Identification and functional characterization of CD8+ T regulatory cells in type 1 diabetes patients

Type 1 diabetes is an autoimmune disease where autoreactive T lymphocytes destroy pancreatic beta cells. We previously reported a defect in CD4(+) Tregs cell proliferation and reduced CD4(+) Tregs PD-1 expression in patients. Another 'memory-like' regulatory subset, CD8(+) Tregs, evaluated as CD8(+)CD25(+)FOXP3(+), has recently raised interest for their effective suppressive activity. Different CD8(+) T cell populations, their proliferation capacity and expression of PD-1 molecule were evaluated by flow-cytometer analysis in newly diagnosed, long-term Type 1 diabetes patients compared to healthy normal donors. Under basal conditions, CD8(+) Tregs and CD8(+) Teffs were seemingly represented among study groups while there was evidence of diminished expression of PD-1 in Teff subsets of long-term patients.

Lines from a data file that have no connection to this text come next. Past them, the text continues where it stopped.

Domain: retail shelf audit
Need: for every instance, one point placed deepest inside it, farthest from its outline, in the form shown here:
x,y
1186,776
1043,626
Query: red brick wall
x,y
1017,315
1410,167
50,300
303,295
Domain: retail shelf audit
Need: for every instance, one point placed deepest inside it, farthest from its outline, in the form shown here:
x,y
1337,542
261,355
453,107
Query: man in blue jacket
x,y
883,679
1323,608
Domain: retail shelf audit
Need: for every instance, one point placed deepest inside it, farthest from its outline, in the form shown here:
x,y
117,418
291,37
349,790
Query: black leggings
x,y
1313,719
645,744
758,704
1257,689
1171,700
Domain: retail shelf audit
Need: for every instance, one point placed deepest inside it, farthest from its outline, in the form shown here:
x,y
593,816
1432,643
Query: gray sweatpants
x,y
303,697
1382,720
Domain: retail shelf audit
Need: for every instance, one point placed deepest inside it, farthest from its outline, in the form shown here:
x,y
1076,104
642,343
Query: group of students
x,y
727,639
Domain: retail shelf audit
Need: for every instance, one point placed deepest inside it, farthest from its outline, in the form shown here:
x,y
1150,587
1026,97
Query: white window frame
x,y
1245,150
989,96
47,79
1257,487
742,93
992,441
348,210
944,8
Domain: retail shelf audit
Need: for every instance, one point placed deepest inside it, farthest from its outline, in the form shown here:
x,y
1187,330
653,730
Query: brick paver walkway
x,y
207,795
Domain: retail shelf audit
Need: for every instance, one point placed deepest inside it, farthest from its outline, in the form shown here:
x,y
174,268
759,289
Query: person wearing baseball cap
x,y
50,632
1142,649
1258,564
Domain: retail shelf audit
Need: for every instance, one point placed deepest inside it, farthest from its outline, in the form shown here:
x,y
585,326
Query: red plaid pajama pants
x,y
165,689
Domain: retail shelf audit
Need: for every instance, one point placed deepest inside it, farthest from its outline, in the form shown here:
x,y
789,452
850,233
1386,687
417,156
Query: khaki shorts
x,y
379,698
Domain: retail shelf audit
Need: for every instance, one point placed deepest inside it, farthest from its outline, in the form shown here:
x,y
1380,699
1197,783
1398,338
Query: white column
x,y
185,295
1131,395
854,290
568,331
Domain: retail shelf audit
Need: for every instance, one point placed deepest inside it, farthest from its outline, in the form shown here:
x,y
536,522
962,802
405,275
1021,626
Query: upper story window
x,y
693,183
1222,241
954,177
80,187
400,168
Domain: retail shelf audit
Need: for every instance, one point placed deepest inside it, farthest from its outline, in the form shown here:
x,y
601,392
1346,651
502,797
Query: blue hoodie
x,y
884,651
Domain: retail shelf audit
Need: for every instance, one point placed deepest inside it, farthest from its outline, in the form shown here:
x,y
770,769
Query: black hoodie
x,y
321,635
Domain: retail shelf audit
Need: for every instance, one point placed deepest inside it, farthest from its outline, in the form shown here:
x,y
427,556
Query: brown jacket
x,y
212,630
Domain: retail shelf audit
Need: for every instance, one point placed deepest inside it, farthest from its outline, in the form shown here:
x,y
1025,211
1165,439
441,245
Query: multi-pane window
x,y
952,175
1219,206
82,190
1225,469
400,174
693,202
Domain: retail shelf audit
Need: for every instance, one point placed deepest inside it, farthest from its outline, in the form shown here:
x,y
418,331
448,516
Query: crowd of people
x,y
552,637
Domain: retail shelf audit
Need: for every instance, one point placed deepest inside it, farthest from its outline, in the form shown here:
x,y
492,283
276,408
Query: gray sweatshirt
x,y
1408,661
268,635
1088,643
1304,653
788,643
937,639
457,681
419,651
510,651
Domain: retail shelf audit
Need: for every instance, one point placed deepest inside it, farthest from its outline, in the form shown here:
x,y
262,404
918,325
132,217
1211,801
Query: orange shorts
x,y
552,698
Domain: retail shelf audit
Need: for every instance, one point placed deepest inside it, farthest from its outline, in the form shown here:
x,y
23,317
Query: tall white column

After 3 days of PMA/ionomycin stimulation, patients CD8(+) Tregs showed decreased percentage in respect to control group. CD8(+) Teffs were instead increased in long-term diabetics versus controls. PD-1(+)CD8(+) Tregs were represented at a much lower percentage in long-term diabetic patients, in respect to controls. Importantly, patients CD8(+) Tregs and CD8(+) Teffs presented a significant proliferation defect in respect to the control group. In conclusion, our study indicates that a defect of CD8(+) Tregs is observed in diabetics. This subset could thus represent a novel target of immunotherapy in patients.